Big Data Crash Course: YARN

YARN (Yet Another Resource Negotiator) is the central part of our cluster management. It decouples mapreduce resource management and scheduling with data processing. Both sides of this used to be handled by mapreduce itself.

The decoupled approach was taken to enable a far more varied toolset for data processing. Rather than mapreduce queries only, YARN also manages interactive queries, Hive, Pig, Scala, Java, HBase, Storm, Spark and plenty more tools.

When we say manage, what does it actually do? YARN allocates resources (CPU and memory) to a job. It can do this in a number of ways: LIFO (Last In First Out), FIFO (First In First Out), Capacity or Fair.

When we use the capacity method of resource management, it means that all small jobs start as soon as they’re submitted. They’re given priority over bigger jobs as they’re considered to be ‘quick wins’.
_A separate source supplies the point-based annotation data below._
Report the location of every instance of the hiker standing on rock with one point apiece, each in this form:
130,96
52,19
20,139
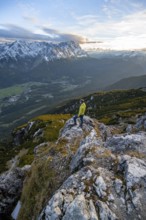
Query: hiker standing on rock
81,113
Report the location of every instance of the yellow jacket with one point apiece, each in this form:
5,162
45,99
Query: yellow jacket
82,109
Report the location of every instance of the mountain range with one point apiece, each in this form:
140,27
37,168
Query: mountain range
53,170
35,77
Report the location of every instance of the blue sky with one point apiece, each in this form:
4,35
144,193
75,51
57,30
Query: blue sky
109,23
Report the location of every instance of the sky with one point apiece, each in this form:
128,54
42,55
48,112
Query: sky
107,24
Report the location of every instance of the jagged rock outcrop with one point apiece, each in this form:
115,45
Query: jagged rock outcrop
106,182
11,183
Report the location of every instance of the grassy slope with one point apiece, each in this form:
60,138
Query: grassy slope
109,107
51,124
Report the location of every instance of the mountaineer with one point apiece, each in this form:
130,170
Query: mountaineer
81,113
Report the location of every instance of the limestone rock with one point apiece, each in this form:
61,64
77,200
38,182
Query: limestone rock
104,212
11,183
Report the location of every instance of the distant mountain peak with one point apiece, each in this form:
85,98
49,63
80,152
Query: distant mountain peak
26,49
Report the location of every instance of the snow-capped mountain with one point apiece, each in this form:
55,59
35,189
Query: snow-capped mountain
46,51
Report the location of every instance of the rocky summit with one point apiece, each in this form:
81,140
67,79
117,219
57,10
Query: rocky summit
100,174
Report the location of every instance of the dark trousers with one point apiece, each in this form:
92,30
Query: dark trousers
81,119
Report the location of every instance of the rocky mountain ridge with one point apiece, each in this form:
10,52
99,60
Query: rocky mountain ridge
103,172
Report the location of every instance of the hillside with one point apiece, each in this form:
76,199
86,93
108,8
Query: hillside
129,83
110,107
68,173
36,77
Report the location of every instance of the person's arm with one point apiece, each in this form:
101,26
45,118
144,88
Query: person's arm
80,111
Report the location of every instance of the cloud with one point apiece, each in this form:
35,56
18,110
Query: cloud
64,36
16,32
30,19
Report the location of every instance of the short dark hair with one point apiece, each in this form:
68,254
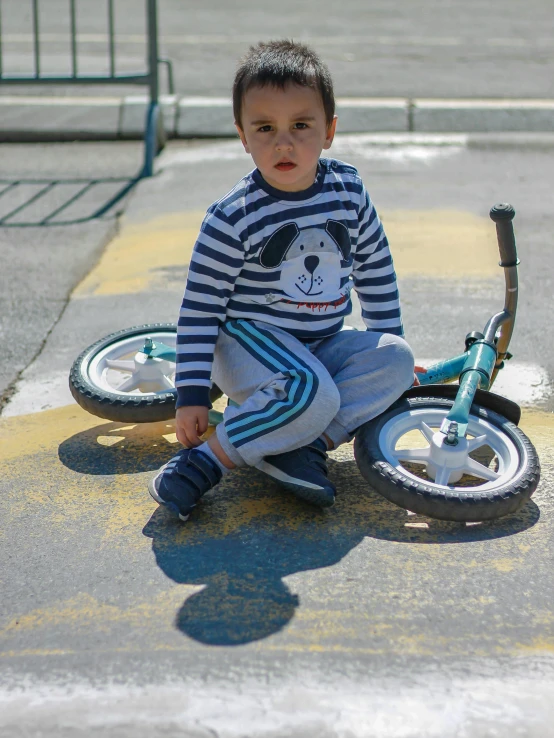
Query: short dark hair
277,63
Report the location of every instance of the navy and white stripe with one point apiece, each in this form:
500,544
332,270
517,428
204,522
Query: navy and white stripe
226,280
300,388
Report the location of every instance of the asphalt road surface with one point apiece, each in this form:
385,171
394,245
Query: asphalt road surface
261,616
462,48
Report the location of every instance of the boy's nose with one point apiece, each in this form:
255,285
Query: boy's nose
283,143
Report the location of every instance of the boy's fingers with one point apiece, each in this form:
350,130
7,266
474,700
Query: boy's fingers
202,424
192,436
181,436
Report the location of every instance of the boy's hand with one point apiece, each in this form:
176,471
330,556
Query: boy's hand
418,370
190,423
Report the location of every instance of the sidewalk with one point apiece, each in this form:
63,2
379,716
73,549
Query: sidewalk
41,118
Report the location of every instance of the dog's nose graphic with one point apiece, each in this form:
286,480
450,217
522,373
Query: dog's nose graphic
311,262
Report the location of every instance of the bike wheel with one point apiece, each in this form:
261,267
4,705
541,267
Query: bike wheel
109,379
490,473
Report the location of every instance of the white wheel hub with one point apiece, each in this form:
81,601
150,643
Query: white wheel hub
444,464
123,368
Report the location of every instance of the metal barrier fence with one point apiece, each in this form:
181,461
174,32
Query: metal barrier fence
154,136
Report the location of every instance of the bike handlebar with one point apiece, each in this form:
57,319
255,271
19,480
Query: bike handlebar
503,214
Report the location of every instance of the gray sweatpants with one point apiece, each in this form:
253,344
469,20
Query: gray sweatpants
289,393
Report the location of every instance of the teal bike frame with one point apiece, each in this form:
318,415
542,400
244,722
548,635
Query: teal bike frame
478,366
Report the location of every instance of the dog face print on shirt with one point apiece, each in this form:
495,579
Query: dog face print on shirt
309,258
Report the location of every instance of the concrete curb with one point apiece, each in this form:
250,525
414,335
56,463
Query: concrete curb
40,118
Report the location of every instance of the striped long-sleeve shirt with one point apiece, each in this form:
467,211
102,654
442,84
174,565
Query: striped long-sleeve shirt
289,259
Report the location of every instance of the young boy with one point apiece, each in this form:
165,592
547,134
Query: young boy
267,293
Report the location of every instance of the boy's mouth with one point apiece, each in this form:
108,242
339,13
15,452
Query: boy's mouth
285,166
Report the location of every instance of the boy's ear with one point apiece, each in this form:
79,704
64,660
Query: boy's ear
330,133
242,137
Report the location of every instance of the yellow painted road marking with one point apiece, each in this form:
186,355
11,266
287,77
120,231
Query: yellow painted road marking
435,243
139,258
116,508
442,243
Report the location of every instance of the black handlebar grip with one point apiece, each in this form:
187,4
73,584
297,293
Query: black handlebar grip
503,214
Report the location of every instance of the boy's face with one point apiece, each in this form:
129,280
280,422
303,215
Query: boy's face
285,131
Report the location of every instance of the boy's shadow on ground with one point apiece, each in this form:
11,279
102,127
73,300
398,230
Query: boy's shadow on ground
119,448
248,534
245,537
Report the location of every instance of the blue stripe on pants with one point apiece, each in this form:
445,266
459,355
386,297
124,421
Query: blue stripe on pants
301,387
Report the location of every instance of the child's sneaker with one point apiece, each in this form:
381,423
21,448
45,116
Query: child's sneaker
303,472
181,482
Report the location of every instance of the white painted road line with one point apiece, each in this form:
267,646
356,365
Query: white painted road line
446,709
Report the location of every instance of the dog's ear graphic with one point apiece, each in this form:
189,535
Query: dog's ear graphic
340,235
277,245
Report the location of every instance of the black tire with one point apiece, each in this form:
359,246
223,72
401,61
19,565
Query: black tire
122,407
423,496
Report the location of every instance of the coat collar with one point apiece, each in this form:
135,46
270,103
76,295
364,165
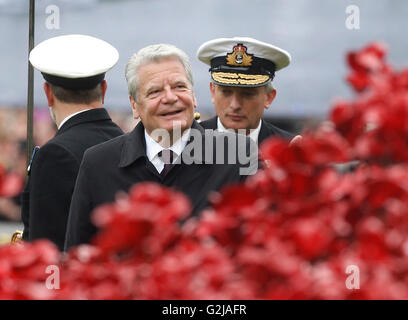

If we utilize the fair method, YARN balances resources between all running jobs. So, if you have only one job running it will be assigned 100% of resources. If you have 5 jobs, they’ll receive 20% each.

YARN also enables us to split the resources between system and user. This is useful as if you have mission-critical jobs running which must complete at a set time, we can allocate resources to ensure that they get finished. Any user jobs are considered to be ‘ad-hoc’ and ‘non-industrialized’ reports and hence do not carry the same weight as the mission-critical ones.

Below, we have a view of the YARN UI. This shows us what jobs are running currently, along with their progress; the technology being used (e.g. Spark); the user that initiated the task and a few other useful pieces of information.